What’s happening now:

we are on exporting the dataset v1, we need to run some cleaning, filter PII and stuff as possible, scramble user IDs, etc. and determine the best export format. Now that doesn’t mean the data collection stops, the more the merrier, and we hope we can release many future versions, plus now that we train models, we can interleave human and model data and really test how good they are!
as said, we are currently training the initial batch of models. so far it looks pretty good, but also as said, the data isn’t fully processed yet, so I hope those improve as well. Our goal is to soon make a release of v1 of the data, models, and the inference system, although maybe those will come one by one, we’ll see
if you want to help, there are still plenty of GH issues, and of course data contributions are still extremely welcome!

On we go

bedHedd · April 7, 2023, 12:47am

Can’t wait to get the model hands on

Iron_Bound · April 7, 2023, 2:31am

You can try the chat model now at Sign Up - Open Assistant

I’m impressed as most models fail at fizzbuzz tests

Iron_Bound · April 7, 2023, 6:17pm

Would be interesting see how it does with ReAct prompting, basically set a goal and have it try to achieve it.

Braysive · April 7, 2023, 6:55pm

This is rad.

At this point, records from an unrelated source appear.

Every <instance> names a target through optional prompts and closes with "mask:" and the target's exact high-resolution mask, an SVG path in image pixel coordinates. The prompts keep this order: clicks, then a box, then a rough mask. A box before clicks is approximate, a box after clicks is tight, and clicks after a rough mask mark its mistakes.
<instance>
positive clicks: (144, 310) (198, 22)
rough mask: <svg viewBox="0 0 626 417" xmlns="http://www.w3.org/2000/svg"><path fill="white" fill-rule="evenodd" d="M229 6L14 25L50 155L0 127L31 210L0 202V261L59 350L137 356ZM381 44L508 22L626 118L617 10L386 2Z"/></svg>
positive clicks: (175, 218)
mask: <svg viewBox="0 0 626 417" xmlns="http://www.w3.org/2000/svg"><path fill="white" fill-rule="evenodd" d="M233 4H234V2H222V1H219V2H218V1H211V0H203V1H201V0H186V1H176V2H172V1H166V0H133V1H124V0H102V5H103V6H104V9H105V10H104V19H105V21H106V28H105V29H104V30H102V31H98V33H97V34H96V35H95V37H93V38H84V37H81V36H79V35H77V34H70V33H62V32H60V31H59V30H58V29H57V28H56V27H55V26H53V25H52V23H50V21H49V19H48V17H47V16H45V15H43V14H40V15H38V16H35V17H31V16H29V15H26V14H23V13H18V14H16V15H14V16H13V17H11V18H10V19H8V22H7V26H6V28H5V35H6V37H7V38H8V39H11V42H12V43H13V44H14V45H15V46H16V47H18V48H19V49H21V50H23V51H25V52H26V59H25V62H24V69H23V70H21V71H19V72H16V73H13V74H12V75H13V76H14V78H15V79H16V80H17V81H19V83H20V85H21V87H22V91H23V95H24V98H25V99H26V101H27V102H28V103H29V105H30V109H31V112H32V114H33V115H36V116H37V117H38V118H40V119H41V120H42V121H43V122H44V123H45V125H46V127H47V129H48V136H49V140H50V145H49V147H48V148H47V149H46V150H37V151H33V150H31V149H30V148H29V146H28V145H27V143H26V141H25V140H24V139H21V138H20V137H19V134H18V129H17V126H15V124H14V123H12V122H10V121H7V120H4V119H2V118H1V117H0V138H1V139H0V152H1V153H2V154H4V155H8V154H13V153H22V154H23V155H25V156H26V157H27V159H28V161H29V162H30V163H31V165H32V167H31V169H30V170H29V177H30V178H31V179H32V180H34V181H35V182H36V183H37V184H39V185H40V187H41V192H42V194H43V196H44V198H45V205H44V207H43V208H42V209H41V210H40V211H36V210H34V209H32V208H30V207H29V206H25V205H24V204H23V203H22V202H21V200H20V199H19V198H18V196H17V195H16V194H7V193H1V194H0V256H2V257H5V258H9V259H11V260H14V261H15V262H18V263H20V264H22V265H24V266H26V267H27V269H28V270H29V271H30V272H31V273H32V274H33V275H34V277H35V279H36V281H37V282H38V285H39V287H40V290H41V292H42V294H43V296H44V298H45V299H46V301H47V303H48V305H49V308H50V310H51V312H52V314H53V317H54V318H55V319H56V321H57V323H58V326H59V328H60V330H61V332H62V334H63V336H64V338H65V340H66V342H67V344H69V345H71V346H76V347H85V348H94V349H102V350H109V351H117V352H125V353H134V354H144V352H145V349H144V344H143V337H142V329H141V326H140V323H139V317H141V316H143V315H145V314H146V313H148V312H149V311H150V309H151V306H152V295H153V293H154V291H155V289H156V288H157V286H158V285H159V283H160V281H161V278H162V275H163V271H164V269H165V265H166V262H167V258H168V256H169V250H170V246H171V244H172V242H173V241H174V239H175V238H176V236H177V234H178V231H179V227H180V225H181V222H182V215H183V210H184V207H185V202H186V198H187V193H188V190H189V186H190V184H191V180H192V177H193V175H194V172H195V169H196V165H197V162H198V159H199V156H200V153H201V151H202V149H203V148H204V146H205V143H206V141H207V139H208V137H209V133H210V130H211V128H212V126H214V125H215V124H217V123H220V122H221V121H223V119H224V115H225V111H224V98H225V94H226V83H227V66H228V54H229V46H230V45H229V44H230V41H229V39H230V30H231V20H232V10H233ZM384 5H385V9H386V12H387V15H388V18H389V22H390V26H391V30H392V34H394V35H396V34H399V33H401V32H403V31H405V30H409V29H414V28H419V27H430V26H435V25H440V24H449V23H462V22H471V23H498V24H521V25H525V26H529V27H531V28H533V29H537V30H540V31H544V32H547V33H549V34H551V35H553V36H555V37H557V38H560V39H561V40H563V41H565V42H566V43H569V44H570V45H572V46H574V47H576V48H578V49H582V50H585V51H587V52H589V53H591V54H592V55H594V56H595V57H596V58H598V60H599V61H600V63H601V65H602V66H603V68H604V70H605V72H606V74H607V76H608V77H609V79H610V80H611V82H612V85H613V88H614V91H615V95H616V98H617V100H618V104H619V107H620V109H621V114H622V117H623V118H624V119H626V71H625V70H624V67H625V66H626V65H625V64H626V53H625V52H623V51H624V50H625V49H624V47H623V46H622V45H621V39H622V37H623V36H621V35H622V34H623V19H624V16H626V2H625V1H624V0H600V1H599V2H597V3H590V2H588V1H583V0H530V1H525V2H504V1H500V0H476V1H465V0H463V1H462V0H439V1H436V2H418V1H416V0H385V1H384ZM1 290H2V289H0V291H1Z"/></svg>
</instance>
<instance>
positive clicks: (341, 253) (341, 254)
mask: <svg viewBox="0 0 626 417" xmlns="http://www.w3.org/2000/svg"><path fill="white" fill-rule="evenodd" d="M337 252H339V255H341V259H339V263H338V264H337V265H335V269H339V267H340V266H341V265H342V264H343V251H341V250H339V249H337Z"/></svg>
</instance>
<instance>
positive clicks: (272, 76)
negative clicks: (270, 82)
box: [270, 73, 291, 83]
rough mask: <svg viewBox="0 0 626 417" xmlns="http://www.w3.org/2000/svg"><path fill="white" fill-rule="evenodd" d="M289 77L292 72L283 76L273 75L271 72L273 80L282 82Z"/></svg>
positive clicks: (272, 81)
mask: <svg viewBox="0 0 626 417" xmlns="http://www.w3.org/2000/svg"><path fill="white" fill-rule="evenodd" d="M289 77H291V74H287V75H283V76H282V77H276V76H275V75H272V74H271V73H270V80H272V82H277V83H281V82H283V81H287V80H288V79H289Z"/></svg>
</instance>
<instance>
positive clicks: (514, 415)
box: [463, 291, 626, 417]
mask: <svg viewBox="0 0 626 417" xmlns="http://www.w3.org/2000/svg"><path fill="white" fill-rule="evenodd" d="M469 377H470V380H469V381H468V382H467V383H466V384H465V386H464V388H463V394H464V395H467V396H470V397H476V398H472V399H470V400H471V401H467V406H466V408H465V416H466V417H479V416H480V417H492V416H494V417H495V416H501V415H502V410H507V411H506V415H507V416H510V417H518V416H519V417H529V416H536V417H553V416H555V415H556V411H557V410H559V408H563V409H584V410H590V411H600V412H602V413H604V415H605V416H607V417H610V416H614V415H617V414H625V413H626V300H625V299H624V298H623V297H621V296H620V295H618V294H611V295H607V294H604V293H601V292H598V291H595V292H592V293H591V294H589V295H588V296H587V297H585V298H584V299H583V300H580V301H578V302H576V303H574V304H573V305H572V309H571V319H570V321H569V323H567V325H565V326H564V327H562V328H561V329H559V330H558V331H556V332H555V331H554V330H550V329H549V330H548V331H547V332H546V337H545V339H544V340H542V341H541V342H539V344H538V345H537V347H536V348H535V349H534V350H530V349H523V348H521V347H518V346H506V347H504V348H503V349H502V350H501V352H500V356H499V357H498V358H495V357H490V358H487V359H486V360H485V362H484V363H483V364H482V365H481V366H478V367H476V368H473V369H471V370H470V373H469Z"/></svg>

Thanks for posting, I’m definitely going to keep an eye on it

Iron_Bound · April 8, 2023, 12:10am

People here should try programming ML models

nand · August 1, 2023, 4:46pm

It seems like the open source model and tool space is teaming with activity these days.

I wonder what resources folks here read or listen to to stay abreast of what’s going on?

I’ve been listening to the Latent Space podcast.